My cell phone rang. It was Anita Marley.

“Judge Larch had a transient ischemic attack,” she said. “No stroke.”

“Hey, that’s good news.”

“It is,” she said. “I like Judge Larch. A lot. Her clerk’s saying we’re back in session the day after tomorrow.”

“Even better.”

“You still sticking with your story about the guns?”

“Yes. I’m telling you I saw them.”

“My analysts agree with the FBI. There’s no evidence of doctoring. But we’ll try to raise some reasonable doubt based on the fact that the phones were supposedly in the factory for months.”

I wasn’t convinced it would do any good. Later, as I was turning onto Fifth, my phone rang again.

Sampson said, “Are you busy tomorrow?”

“No trial until Wednesday.”

“Tell Bree I’m taking you fishing in Pennsylvania to get your mind off things. I’ll pick you up at five.”

CHAPTER
72

IN THE CHILL
gray light of an autumn dawn, I watched fog swirling around the trunks and through the branches of leafless oak trees. Clusters of acorns still clung to some, but many more littered the forest floor. It was quiet but for the distant sound of a creek and the irregular patter of oak mast falling.

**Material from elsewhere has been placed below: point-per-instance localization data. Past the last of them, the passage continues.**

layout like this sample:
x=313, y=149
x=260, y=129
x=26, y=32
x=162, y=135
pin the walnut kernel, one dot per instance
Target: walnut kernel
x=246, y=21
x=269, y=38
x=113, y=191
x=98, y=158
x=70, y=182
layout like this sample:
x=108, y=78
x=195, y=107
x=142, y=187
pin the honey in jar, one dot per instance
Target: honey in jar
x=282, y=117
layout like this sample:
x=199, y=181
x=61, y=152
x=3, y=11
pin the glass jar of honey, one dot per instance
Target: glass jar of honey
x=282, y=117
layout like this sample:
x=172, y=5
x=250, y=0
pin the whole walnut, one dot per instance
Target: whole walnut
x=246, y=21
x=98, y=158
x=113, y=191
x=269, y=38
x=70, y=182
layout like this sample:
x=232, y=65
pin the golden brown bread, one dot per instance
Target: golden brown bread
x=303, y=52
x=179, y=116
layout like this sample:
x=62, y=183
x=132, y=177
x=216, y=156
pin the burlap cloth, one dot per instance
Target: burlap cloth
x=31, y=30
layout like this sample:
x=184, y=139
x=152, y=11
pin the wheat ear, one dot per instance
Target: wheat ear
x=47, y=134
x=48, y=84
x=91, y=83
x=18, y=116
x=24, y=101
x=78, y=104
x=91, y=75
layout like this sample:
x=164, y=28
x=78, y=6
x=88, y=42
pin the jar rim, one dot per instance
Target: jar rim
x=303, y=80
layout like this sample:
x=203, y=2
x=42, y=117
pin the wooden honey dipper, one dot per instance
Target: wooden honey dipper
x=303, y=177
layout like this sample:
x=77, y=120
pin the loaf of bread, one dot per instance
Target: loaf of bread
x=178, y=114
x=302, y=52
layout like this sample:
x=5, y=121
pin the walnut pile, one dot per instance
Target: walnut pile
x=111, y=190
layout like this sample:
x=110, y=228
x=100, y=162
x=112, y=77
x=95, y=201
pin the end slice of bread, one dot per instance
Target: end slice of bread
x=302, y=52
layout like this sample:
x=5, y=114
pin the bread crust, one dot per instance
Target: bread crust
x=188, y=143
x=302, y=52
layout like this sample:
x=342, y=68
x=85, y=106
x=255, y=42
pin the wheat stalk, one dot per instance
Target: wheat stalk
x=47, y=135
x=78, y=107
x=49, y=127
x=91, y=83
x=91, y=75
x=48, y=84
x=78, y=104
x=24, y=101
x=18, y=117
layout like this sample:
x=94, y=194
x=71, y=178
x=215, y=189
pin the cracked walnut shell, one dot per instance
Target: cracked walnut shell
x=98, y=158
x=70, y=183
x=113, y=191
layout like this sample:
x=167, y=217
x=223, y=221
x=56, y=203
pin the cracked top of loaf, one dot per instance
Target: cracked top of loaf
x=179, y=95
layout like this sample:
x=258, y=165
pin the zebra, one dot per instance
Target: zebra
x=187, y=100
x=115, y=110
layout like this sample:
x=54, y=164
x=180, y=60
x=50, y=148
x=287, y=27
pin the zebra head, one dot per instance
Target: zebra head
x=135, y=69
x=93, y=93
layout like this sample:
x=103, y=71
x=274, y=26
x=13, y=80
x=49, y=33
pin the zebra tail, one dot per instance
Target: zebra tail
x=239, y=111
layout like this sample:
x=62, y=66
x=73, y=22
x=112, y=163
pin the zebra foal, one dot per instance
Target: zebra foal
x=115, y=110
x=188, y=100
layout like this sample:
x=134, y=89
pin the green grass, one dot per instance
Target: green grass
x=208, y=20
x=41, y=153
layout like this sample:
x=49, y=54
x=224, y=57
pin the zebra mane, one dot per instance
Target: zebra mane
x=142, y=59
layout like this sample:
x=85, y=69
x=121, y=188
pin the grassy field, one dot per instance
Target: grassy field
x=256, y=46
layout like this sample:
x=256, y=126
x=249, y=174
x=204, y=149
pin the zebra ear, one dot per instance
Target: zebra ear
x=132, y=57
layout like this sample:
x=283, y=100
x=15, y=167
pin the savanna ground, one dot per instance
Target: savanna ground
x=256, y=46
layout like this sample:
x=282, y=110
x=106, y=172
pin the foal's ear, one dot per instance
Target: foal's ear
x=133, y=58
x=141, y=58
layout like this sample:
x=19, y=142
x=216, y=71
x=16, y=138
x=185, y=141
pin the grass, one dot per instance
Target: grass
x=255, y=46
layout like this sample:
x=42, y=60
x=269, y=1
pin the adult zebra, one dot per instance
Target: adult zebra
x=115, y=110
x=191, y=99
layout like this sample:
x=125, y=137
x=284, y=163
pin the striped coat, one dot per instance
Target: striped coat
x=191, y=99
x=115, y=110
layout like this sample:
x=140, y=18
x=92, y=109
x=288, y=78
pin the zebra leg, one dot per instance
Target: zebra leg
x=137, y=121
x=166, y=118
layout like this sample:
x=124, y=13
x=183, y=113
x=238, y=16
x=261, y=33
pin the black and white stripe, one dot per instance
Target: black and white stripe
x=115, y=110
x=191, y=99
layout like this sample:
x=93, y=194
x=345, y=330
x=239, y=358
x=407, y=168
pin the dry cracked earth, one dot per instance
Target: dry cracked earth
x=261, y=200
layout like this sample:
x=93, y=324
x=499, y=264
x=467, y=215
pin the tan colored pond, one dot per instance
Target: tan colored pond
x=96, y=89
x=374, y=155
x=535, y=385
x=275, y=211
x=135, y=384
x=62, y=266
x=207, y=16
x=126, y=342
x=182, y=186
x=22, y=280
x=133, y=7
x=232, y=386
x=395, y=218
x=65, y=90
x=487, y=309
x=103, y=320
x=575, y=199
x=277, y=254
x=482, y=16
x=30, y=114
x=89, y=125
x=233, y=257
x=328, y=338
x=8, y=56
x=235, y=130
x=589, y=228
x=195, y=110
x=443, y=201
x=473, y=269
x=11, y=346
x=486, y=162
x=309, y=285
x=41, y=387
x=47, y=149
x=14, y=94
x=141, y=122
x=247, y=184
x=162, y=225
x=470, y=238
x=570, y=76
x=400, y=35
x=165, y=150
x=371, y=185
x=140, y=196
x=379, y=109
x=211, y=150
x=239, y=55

“Alex?” Sampson said behind me. “I got it to work finally.”

I turned to find him looking at an iPad on the hood of his Grand Cherokee. Still clutching my second big cup of fast-food coffee, I walked over and looked at the iPad, which had a satellite connection.

Sampson had the Google Earth app launched. It gave us a bird’s-eye view of a rural area forty miles northwest of Williamsport, Pennsylvania, where several creeks met and formed a trout stream roughly three miles from where we were standing. The stream ran by a fifty-acre property adjoining an un-paved country road. A long two-track driveway wound from the road past meadows to a line of mature pines that shielded a large hollow between two ridges.

A modest ranch house sat in a clearing in the bottom of the hollow. There was a barn larger than the house and five other sheds and smaller structures. A substantial garden flanked the back of the barn. Beside the garden stood a big satellite dish.

I tapped on the dish. “That what they’re keying on?”

Sampson nodded. “Big bandwidth coming and going. Lots of electricity being used on the property. And many of the recent uploads to Killingblondechicks have evidently come through that satellite dish. We’ve got the IP address.”